A series of “Desktop Graves” were created, small sculptures made from found materials and waste such as cardboard, old bread, pieces of plastic, broken glass or pieces of metal. The precariously assembled objects serve as models of heroic monuments and memorials that can be found everywhere in Israel with its turbulent history, in parks, on street corners and in squares.
The videos also play with concealed illusion. Eerie things happen in short, slapstick-like sketches: bushes and stones move by ghostly hands, but obviously not with sophisticated digital video technology. Everything appears fragile, patched together and makeshift. The lovingly crafted model of a sushi bar shatters into a thousand pieces, a bland office becomes a jungle of plastic plants and cardboard bricks.

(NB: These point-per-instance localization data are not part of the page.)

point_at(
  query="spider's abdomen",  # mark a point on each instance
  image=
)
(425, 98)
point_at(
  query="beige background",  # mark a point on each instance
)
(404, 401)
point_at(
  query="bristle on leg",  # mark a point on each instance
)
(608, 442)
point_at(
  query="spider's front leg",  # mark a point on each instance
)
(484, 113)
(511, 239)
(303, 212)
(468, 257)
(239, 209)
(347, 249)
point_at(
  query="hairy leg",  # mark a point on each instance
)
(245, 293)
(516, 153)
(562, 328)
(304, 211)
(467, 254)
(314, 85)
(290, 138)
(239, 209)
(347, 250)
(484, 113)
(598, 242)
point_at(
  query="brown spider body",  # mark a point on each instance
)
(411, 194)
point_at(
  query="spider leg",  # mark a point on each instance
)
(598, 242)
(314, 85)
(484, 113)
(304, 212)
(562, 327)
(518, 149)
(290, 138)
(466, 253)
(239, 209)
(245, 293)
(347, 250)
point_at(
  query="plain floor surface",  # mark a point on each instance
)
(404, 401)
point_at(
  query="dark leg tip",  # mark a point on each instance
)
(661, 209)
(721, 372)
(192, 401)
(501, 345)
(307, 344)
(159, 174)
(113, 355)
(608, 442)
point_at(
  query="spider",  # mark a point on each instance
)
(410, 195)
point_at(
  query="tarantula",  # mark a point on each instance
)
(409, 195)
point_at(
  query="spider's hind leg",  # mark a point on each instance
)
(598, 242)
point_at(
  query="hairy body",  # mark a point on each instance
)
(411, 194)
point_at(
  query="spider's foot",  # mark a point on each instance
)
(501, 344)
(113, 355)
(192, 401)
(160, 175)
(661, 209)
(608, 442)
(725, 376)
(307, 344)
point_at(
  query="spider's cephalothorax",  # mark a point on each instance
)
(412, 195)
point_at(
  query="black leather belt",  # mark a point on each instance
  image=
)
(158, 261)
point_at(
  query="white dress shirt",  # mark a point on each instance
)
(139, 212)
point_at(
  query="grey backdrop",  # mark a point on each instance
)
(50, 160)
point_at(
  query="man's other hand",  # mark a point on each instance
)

In the video “Diamonds Forever”, staged in the style of an investigative fake documentary, the protagonist, the artist himself, finds glittering stones in his newly occupied studio. The artist, in search of happiness and wealth and fuelled by diamond fever, finally destroys his studio in blind greed.
What is real, is it all illusion? Utopia proves to be a precarious backdrop. The imperfect and inadequate emerge. A sense of sadness and inevitability creeps in alongside the comedy and absurdity.
The video trilogy “And We Worked” examines the mechanisms of documenting and preserving the collective memory of the Holocaust. Holocaust survivor Elisaveta, Roy’s grandmother, tries to tell her story from life in the small Slovakian village to the terrible events in the concentration camp in front of the camera. But the old woman’s life story remains unheard and disappears behind the routine and institutionalisation of the culture of remembrance of the Israeli trauma.
On Tuesday, 2 October, Roy Menachem Markovich will talk to art historian and author Katarina Holländer about his current exhibition and life as an artist in Tel Aviv.
“We Shall Overdraft” is Roy Menachem Markovich’s (born 1979 in Tel Aviv) first comprehensive solo exhibition outside of Israel.